The European parliament has managed to send a powerful message to the commission and member states requesting the EU to take the lead in financing for development in the ongoing sustainable development goals negotiations and ahead of Addis Ababa conference.
In the plenary this week, MEPs urged the EU and the member states to re-commit without delay to the 0.7 per cent of GNI target for ODA – directing half of it to the least developed countries. Disappointing was the fact that that the budgetary constraints were allowed to be taken into account while moving towards the 0.7 target by 2020. This reservation ignores the function of ODA as a global tax for the common good.

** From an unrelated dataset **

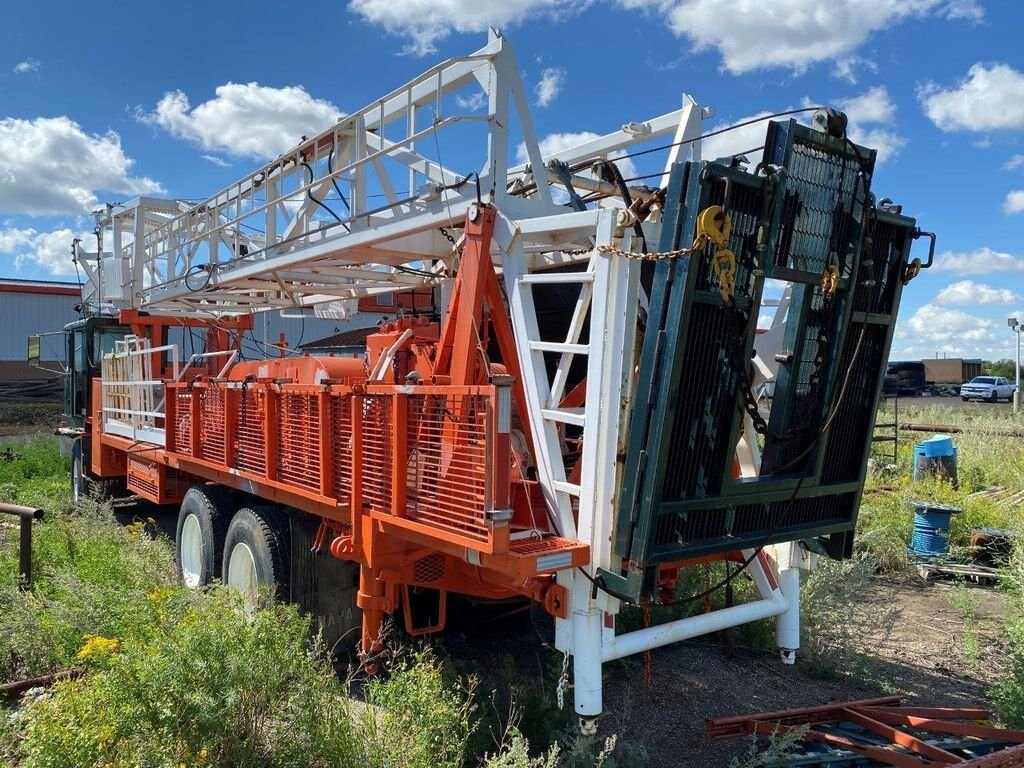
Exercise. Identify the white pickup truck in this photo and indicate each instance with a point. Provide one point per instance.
(989, 388)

I would have also wanted to see parliament making stronger demands for a framework on the growing importance of private sector financing. What did not get due attention in the report, was the need to establish proper human rights safeguards in climate financing. MEPs did, however, called for the establishment of a legally binding framework on the accountability of companies.
Parliament also demanded new and additional climate financing, debt restructuring, the removal of harmful subsidies, participation of civil society organisations in negotiations, and the need for sustainable criteria for combining EU grants with loans from public and private financiers.

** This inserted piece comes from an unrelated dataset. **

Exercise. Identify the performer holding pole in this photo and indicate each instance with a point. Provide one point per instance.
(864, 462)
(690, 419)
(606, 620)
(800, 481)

Domestic resource mobilisation was considered a key source of financing due to being more predictable and sustainable than foreign assistance. The EU should use all its instruments to combat tax evasion and support tax administrations in developing countries. To that end, MEPs called for establishment of an intergovernmental body on tax matters under the auspices of the UN. The commission, however, declared its scepticism towards such an idea. Some convincing will therefore be needed.